High School Continuity of ln(x) function

[eneacasucci]

it is correct to say that if we consider the whole of R as the domain, the function ln(x)is not continuous, whereas if we consider the domain of the function as the domain, then it is continuous?

 

[PeroK]

it is correct to say that if we consider the whole of R as the domain, the function ln(x)is not continuous, whereas if we consider the domain of the function as the domain, then it is continuous?

Not quite. Continuity can only be defined where the function is defined. I.e. on its domain. Outside of its domain, where the function is not defined, it has no properties.

 

[fresh_42]

it is correct to say that if we consider the whole of R as the domain, the function ln(x)is not continuous, whereas if we consider the domain of the function as the domain, then it is continuous?

Yes. However, it has a flaw. Continuity is a local property, something that happens at a certain location. We only say that a function is continuous if it is everywhere continuous for reasons of simplicity and laziness to write everywhere every time. So continuity at a point $x<0$ makes little sense. However, continuity, i.e. discontinuity in this case at $x=0$ is an issue. We could e.g. say that it is right-continuous.

Not quite. Continuity can only be defined where the function is defined. I.e. on its domain. Outside of its domain, where the function is not defined, it has no properties.

Not quite. We say indeed that $x \longmapsto 1/x$ is discontinuous at $x=0$ although it is not defined. You would abolish any singularities by that definition!

 

[eneacasucci]

Not quite. Continuity can only be defined where the function is defined. I.e. on its domain. Outside of its domain, where the function is not defined, it has no properties.

So to make it discontinuous we should explicitly define a piecewise function like: f(x)=ln(x) for x>0 and f(x)=0 for x≤0? It is not enough to say "consider ln(x) over whole R" then, right?

 

[fresh_42]

So to make it discontinuous we should explicitly define a piecewise function like: f(x)=ln(x) for x>0 and f(x)=0 for x≤0? It is not enough to say "consider ln(x) over whole R" then, right?

@PeroK's answer was a bit sloppy, I think. It is simply arduous to talk about points that are undefined and not bordering the domain.

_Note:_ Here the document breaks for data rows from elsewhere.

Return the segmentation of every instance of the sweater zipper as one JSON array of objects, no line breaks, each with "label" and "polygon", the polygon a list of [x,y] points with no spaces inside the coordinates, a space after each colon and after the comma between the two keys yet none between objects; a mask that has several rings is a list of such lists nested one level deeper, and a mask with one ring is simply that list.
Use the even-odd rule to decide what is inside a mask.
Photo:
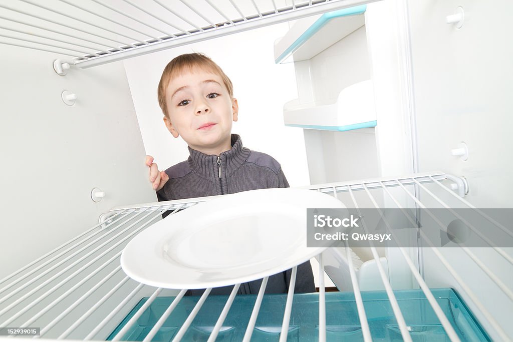
[{"label": "sweater zipper", "polygon": [[221,177],[221,157],[218,156],[218,168],[219,170],[219,178]]}]

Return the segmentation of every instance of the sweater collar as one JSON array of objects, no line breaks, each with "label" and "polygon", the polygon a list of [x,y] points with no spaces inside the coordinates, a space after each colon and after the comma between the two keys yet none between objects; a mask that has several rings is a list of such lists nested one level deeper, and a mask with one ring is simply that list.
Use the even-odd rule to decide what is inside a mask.
[{"label": "sweater collar", "polygon": [[[231,149],[221,153],[219,157],[222,173],[231,175],[247,159],[250,150],[242,146],[242,140],[238,134],[231,135]],[[218,156],[205,154],[189,147],[190,155],[187,163],[192,171],[207,179],[219,179]]]}]

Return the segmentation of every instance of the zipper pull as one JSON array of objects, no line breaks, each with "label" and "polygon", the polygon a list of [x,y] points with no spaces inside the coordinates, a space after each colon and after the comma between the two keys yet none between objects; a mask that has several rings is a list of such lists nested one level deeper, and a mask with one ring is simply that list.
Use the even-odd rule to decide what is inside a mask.
[{"label": "zipper pull", "polygon": [[221,157],[218,156],[218,167],[219,168],[219,178],[221,177]]}]

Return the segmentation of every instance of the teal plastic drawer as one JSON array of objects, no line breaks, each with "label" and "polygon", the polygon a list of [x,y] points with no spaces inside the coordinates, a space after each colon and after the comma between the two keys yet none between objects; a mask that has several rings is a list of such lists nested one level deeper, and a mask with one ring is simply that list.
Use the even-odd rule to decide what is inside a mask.
[{"label": "teal plastic drawer", "polygon": [[[434,289],[433,295],[462,341],[491,340],[466,306],[452,289]],[[394,291],[413,341],[449,341],[435,312],[420,290]],[[216,341],[236,342],[243,336],[256,295],[235,297]],[[402,341],[401,333],[385,291],[362,293],[373,341]],[[184,297],[153,341],[170,341],[185,321],[199,297]],[[184,336],[183,341],[206,341],[225,305],[227,296],[210,296]],[[125,334],[123,340],[142,341],[174,299],[157,297]],[[286,294],[264,296],[251,341],[278,341]],[[147,300],[144,298],[109,337],[111,339]],[[352,292],[326,293],[328,341],[363,341]],[[319,295],[294,296],[287,341],[317,341],[319,336]]]}]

That rules out the negative numbers in that case, but not necessarily $0.$ We need (open) neighborhoods of function values so that the term continuity makes sense. No function values, no neighborhoods. We don't have function values at $\log(-|x|)$ but we have function values at $\log n^{-1}$ so that it's legitimate to ask what happens at the limit.

 

[PeroK]

@PeroK's answer was a bit sloppy, I think. It is simply arduous to talk about points that are undefined and not bordering the domain. That rules out the negative numbers in that case, but not necessarily $0.$ We need (open) neighborhoods of function values so that the term continuity makes sense. No function values, no neighborhoods. We don't have function values at $\log(-|x|)$ but we have function values at $\log n^{-1}$ so that it's legitimate to ask what happens at the limit.

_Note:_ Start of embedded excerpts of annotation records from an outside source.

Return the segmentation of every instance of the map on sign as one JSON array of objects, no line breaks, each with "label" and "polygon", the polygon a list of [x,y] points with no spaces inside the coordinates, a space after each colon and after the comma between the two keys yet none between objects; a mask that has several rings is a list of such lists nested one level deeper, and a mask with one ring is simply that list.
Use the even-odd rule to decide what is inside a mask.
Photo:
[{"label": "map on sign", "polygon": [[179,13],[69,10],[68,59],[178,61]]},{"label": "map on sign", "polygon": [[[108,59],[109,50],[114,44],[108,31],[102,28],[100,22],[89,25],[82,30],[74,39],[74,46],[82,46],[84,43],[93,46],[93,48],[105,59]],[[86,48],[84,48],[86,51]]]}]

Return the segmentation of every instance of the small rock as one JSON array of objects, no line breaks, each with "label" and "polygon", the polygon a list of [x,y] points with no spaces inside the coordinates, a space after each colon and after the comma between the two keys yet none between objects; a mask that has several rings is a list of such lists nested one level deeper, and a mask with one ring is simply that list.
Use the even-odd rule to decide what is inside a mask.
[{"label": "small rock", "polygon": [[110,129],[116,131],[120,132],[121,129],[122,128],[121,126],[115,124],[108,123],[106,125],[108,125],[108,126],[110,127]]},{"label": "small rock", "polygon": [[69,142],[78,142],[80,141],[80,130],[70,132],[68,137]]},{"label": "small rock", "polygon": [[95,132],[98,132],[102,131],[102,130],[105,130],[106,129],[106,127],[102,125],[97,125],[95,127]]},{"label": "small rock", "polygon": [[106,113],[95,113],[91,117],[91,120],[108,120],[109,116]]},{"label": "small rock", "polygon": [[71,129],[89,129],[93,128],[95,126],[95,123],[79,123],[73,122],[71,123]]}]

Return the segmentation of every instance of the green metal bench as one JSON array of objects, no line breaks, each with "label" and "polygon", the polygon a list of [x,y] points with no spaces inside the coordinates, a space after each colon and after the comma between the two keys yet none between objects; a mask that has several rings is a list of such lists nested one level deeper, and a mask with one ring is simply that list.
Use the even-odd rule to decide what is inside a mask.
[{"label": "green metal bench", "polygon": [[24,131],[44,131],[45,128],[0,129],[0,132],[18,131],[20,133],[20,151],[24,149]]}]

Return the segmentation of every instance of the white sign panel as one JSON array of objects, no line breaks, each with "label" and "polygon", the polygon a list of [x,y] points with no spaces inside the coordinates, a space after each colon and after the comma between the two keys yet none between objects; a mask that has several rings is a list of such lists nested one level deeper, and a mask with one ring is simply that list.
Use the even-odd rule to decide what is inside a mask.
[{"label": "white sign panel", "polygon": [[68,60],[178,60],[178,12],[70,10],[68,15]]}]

You can ask what happens at the limit. In this case, the function tends to $-\infty$.

The definition of continuity at a point is clear. The point must be in the domain to be considered. You can either treat points outside the domain as undefined. Or, treat them all as discontinuities. There's nothing in the definition of continuity that allows you to choose specific points outside the domain over others.

 

[Infrared]

The definition of continuity at a point is clear. The point must be in the domain to be considered. You can either treat points outside the domain as undefined. Or, treat them all as discontinuities. There's nothing in the definition of continuity that allows you to choose specific points outside the domain over others.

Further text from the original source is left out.